Reversing an integer mathematically in TypeScript

December 17, 2024

Reversing an integer is one of the most common problems for interviews. It can be easily done if we treat the number as a string, but there is a mathematical way of doing it.

The Idea

The basic idea involves extracting digits one by one from the number’s end, then building the reversed version of the number by shifting its digits left (multiplying by 10) and adding the extracted digit.

Steps

  1. Initialize a variable to hold the reversed number, starting at 0.

  2. Use a loop to extract digits from the original number until it becomes 0.

  3. Extract the last digit using the modulus operator (% 10).

  4. Append the digit to the reversed number by multiplying the current reversed number by 10 and adding the extracted digit.

  5. Remove the last digit from the original number using integer division (Math.floor(number / 10)).

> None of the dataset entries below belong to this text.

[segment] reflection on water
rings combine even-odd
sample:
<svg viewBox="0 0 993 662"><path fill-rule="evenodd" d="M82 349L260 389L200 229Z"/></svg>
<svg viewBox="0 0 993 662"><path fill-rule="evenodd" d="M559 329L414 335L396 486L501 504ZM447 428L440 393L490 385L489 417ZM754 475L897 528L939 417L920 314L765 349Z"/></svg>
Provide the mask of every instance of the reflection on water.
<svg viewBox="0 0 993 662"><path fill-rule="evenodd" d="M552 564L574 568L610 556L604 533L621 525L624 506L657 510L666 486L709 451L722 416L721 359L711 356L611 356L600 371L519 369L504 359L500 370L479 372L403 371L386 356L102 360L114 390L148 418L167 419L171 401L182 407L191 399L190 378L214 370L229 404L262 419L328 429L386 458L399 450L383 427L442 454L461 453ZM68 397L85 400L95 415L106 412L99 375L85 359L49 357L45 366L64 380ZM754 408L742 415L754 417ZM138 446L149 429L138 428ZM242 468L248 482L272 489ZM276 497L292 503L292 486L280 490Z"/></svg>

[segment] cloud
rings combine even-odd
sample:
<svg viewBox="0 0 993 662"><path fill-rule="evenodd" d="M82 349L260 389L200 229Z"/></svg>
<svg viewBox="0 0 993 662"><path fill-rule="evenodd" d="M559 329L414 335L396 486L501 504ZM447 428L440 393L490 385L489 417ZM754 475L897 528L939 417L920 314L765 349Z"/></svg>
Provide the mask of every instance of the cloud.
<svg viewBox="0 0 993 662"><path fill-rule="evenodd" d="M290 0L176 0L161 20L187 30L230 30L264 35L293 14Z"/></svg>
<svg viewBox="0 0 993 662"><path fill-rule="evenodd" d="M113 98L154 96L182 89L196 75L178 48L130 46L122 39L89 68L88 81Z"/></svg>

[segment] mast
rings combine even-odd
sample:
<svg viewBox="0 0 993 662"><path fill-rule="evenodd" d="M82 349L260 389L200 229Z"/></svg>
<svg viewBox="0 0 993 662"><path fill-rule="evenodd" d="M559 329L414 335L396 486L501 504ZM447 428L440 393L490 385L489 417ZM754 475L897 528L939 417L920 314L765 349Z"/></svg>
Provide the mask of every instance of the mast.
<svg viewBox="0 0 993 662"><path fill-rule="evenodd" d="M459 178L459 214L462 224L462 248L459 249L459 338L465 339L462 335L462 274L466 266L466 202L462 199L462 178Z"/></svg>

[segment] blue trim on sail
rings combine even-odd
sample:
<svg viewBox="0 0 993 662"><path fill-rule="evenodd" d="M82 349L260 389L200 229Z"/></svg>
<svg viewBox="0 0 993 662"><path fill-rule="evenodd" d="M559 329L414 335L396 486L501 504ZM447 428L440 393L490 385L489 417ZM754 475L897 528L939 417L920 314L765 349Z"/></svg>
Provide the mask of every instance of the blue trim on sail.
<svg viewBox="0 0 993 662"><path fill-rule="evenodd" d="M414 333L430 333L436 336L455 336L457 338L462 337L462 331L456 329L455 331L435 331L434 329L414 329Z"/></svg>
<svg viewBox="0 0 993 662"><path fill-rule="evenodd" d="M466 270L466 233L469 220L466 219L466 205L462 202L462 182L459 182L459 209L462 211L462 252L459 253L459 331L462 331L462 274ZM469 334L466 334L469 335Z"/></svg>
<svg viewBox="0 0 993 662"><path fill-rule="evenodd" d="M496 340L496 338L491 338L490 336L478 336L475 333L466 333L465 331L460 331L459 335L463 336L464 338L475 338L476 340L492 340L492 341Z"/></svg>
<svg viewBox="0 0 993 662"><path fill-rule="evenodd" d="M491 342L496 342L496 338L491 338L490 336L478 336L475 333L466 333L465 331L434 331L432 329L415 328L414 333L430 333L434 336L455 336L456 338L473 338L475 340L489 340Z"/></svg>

function numberReverser(num: number): number {
  let reversed = 0;
  let isNegative = num < 0;

  // Make the number positive if it's negative
  num = Math.abs(num);

  while (num > 0) {
    // Extract the last digit
    const lastDigit = num % 10;

    // Append it to the reversed number
    reversed = reversed * 10 + lastDigit;

    // Remove the last digit from the original number
    num = Math.floor(num / 10);
  }

  // Restore the sign if the number was negative
  return isNegative ? -reversed : reversed;
}

// Example Usage
console.log(numberReverser(123));  // Output: 321
console.log(numberReverser(-456)); // Output: -654
console.log(numberReverser(1000)); // Output: 1

Edge Cases

Negative Numbers: Properly handled by restoring the sign after reversing.

Numbers with Trailing Zeros: For example, 1000 becomes 1 since leading zeros are dropped in numeric representation.

Single-Digit Numbers: Remain unchanged.